Sephardi Jews in Toronto are reportedly less enthusiastic about the Spanish ruling than their Montreal counterparts. According to Simon Keslassy, the president of the Communauté Juive Marocaine de Toronto, there didn’t seem to be many Sephardim who were eager to take advantage of the opportunity because the process of acquiring Spanish citizenship is lengthy, complicated and costly.

 Prime Minister Justin Trudeau and Israeli Prime Minister Benjamin Netanyahu in Paris. FILE PHOTO
Prime Minister Justin Trudeau and Israeli Prime Minister Benjamin Netanyahu in Paris. FILE PHOTO

November 2015

• Following an arson attack on a Peterborough, Ont., mosque, the local Beth Israel Synagogue offers its support and reaches out with a helping hand. In a move that attracts national media attention, the synagogue, which shares its space with the Unitarian Fellowship, offers the Muslim community a place to pray.

• Rabbi Ya’acov Don, a former shaliach who taught at the Anne and Max Tanenbaum Community Hebrew Academy of Toronto, is one of the victims of a terrorist attack in Gush Etzion in the West Bank that leaves three people dead and five more wounded.

• Jonathan Pollard, the former American naval intelligence analyst convicted of spying for Israel, is freed from a U.S. federal prison after 30 years.
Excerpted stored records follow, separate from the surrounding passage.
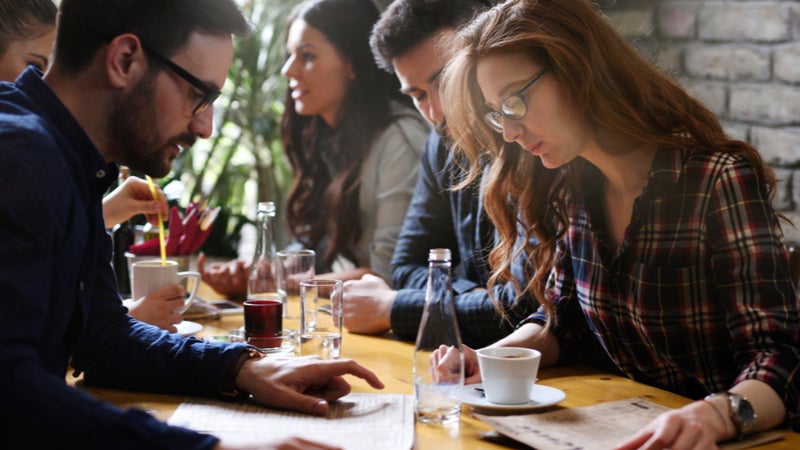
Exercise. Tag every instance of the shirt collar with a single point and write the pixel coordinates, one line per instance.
(96, 170)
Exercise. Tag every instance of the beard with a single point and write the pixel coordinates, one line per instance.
(135, 134)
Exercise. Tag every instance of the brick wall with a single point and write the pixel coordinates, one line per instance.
(742, 59)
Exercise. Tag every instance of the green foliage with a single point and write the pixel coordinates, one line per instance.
(243, 162)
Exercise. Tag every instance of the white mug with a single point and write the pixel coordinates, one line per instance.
(150, 275)
(508, 373)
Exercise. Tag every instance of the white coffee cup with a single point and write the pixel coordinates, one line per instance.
(508, 373)
(150, 275)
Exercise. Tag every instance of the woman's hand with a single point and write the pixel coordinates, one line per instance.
(442, 358)
(696, 426)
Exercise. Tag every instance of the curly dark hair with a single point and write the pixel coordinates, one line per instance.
(323, 203)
Under the terms of his parole, Pollard is prohibited from travelling to Israel, though he offers to renounce his American citizenship in order to live there.

• Two Jewish teens are found guilty of the murder of Mohammad Abu Khdeir, a Palestinian teenager who was abducted and burned to death in the Jerusalem Forest in 2014. The teens are not identified, because they were minors at the time of the crime.

• The European Union approves guidelines for the labelling of products from West Bank settlements. Under the guidelines, goods produced in the West Bank, eastern Jerusalem or the Golan Heights must be labelled. Israel’s Foreign Ministry condemns the move.

The Rabbinical Council of America adopts a policy prohibiting the ordination or hiring of women rabbis. The policy, the result of a vote of the main Orthodox rabbinical group’s membership, proscribes the usage of any title implying rabbinic status, specifically “maharat” – an acronym meaning “female spiritual, legal and Torah leader” used by Yeshivat Maharat, a New York school ordaining Orthodox women as clergy.

• Six men are sentenced for their roles in a plot to violently coerce a man to grant his wife a religious divorce. Most are given prison terms. In December, two rabbis involved in the scheme are sentenced to jail time, including 70-year-old Mendel Epstein, who receives a 10-year term. In all, 10 people, three of them rabbis, are convicted for their roles in kidnapping and torturing recalcitrant husbands for a fee.

• Prime Minister Justin Trudeau meets Israeli Prime Minister Benjamin Netanyahu at the United Nations climate change conference near Paris.